RIYADH, Saudi Arabia — Saudi Arabia’s King Abdullah, considered a reformer by the standards of his ultraconservative kingdom, decreed Sunday that women will for the first time have the right to vote and run in local elections due in 2015.
For the nation’s women, it is a giant leap forward, though they remain unable to serve as Cabinet ministers, drive or travel abroad without permission from a male guardian.
Saudi women bear the brunt of their nation’s deeply conservative values, often finding themselves the target of the unwanted attention of the kingdom’s intrusive religious police, who enforce a rigid interpretation of Islamic Shariah law on the streets and in public places such as shopping malls and university campuses.
In itself, the decision to give the women the right to vote and run in municipal elections might not be enough to satisfy the growing ambition of the kingdom’s women who, after years of lavish state spending on education and vocational training, improved their standing but could not secure the same place in society as that of their male compatriots.

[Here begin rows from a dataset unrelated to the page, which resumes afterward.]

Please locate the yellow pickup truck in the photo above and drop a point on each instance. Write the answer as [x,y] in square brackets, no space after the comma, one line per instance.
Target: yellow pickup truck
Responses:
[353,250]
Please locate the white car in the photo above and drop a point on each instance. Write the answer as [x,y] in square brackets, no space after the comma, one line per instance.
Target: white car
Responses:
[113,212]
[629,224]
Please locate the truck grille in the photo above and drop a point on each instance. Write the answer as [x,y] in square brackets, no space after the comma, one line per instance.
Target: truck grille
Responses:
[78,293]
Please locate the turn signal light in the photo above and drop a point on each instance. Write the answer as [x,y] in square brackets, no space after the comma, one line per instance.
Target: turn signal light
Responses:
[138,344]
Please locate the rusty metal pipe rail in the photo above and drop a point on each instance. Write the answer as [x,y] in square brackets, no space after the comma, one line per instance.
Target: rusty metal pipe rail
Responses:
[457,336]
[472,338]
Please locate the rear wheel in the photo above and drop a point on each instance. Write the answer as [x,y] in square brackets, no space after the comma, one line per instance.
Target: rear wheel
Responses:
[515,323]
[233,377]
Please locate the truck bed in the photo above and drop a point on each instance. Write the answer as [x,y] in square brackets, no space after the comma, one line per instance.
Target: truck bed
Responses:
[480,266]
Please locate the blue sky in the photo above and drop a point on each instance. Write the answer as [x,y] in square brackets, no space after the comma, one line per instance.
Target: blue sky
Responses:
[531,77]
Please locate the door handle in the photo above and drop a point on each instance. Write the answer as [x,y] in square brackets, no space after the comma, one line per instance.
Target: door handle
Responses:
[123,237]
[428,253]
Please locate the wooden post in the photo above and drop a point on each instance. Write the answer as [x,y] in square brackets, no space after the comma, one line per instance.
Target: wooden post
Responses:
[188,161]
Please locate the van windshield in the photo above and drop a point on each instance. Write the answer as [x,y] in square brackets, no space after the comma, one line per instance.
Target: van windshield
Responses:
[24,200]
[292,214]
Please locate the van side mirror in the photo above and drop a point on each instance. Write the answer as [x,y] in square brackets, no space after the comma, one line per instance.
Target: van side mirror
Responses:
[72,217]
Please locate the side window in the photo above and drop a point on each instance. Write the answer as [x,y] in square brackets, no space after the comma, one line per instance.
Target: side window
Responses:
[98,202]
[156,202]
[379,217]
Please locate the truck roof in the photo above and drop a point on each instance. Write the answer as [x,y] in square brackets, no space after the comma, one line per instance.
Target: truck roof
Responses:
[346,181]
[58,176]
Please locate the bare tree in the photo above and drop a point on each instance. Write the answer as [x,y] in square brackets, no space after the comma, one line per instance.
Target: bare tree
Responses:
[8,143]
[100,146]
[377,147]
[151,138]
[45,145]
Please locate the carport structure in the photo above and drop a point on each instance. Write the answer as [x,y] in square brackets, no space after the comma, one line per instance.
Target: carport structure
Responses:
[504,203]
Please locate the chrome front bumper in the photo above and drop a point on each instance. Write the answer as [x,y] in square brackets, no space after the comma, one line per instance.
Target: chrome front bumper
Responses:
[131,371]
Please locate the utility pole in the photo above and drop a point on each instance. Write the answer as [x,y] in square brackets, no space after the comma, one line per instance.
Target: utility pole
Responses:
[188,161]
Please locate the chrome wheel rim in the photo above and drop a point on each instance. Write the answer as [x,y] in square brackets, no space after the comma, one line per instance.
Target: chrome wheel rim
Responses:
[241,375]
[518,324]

Women must wait four more years to exercise their right to vote, though the next local elections are scheduled for Thursday.

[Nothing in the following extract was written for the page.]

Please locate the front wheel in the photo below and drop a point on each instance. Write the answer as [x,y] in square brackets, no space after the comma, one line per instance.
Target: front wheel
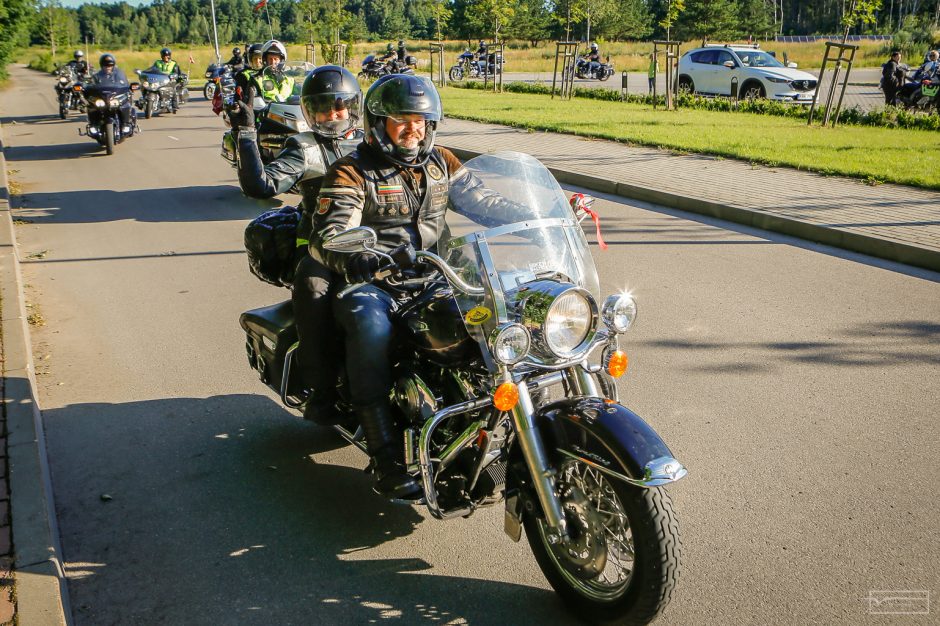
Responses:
[109,138]
[621,561]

“Why not tomorrow?” asked prominent Saudi feminist Wajeha al-Hawaidar. “I think the king doesn’t want to shake the country, but we look around us and we think it is a shame . . . when we are still pondering how to meet simple women’s rights.”

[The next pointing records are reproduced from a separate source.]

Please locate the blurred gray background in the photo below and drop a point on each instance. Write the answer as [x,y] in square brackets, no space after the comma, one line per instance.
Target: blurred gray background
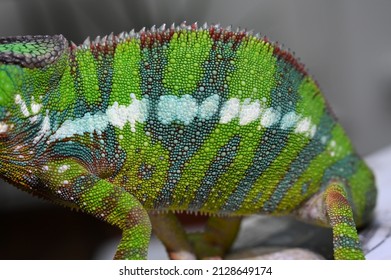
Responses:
[345,44]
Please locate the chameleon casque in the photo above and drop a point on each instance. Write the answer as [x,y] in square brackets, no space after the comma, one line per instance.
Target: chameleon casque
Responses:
[136,127]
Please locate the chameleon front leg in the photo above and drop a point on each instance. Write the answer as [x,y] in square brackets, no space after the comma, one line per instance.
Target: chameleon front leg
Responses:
[107,202]
[217,238]
[339,212]
[213,242]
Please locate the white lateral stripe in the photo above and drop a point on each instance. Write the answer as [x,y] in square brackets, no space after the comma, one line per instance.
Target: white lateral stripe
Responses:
[230,110]
[185,109]
[22,104]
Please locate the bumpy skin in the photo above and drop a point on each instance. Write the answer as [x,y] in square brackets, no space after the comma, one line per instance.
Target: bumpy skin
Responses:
[132,128]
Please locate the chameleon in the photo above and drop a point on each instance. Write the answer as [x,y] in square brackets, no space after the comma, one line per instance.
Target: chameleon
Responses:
[137,127]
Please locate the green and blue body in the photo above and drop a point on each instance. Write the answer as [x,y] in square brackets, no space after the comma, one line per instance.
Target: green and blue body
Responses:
[181,119]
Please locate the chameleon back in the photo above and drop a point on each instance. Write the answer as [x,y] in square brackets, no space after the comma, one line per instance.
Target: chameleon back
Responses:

The announcement by King Abdullah came in an annual speech before his advisory assembly, or Shura Council. It was made after he consulted with the nation’s top religious clerics, whose advice carries great weight in the kingdom.
It is an apparent attempt at “Saudi-style” reform, moves that avoid antagonizing the powerful clergy and a conservative segment of the population.
It also can be construed as an attempt by the king to insulate his vast, oil-rich country from the upheavals sweeping other Arab nations.
Ramifications unclear
Even under the new law, it was unclear how many women would take part in elections. In many aspects of life, men — whether fathers, husbands or brothers — prevent women from participating in legal activities.
Saudi women inhabit separate and often inferior spaces in restaurants, banks and health clubs, when they are allowed in at all. Women were granted the right to national identification cards in 2001, a major step that many hoped would lead to greater public freedom, but it failed to materialize.
The Saudi judiciary has yet to allow female lawyers, a new phenomenon, to argue in court. And a royal decree issued this year that women should be allowed to work in public to sell lingerie has not been enacted — leaving Saudi women to buy their bras from male clerks, who mostly hail from South Asia.